[FRIAM] "the arc of ...bends toward ...."
thompnickson2 at gmail.com
thompnickson2 at gmail.com
Mon Jun 15 15:10:50 EDT 2020
Glen Hath Said:
Hah, the arc of technical universe is long, but it bends toward best
practices?
Wow, Glen, did this send me down a rat-hole. I thought at first that it was
something that Oliver Wendall Holmes might have said about justice, because
Holmes was at the table with Peirce and James invented pragmatism, and, I am
told, tended to think about Justice in the same way that Peirce thought
about truth. The arc of inqury bends toward truth. That led me to search
the quotations of OWH, father and son, but, as you know, I never found the
quote in either Holmes, Sr or Jr, because it is not there. It is of course
from that famous Pragmatist Philosopher, Martin Luther King who cribbed it
from a 19th Century Abolitionist minister, Theodore Parker, who was a
notable member of the same community in which the young Peirce ,young James
and young Holmes grew up.
(https://quoteinvestigator.com/2012/11/15/arc-of-universe/) .

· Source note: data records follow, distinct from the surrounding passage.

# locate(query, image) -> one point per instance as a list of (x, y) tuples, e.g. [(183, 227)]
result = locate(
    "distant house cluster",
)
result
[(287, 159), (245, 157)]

However, I don't regard the time as lost. An hour rummaging around in the
quotations of the Holmes's was well worth it. I recommend it. My favorite
of the moment is
The mode by which the inevitable comes to pass is effort.
Which seems somehow to bear on the paradox of free will.
Glen, the recent efflorescence of reflection on free will, etc., caused me
once again to try and distill the correspondence, so I could try to grasp
it. This time I tried with nabble. Still no luck . Yeah, I know. Now
that I have climbed out thie 'arc of . justice" rat hole, I may make another
try. Does the arc of effort bend toward success?
Nick
Nicholas Thompson
Emeritus Professor of Ethology and Psychology
Clark University
ThompNickSon2 at gmail.com
https://wordpress.clarku.edu/nthompson/
-----Original Message-----
From: Friam <friam-bounces at redfish.com> On Behalf Of glen?C
Sent: Monday, June 15, 2020 11:44 AM
To: friam at redfish.com
Subject: Re: [FRIAM] alternative response
Well, maybe not. But we all do it. We can't help it because we are
truncating machines. Even the most fastidious of us will succumb
sporadically and truncate others according to our own limitations. We're all
just cookie cutters slicing up the world arbitrarily. But I agree that we
should be pressured into making our cookies larger ... and maybe with better
designs. There are too many round cookies. Who, in their right mind, tiles a
rectangular pan with circles?
On 6/15/20 10:28 AM, Marcus Daniels wrote:
> It is not cool to expect people to structure the world around some random
person's laziness. Should they join a lazy club in order to get more
political clout, then it is even more contemptible.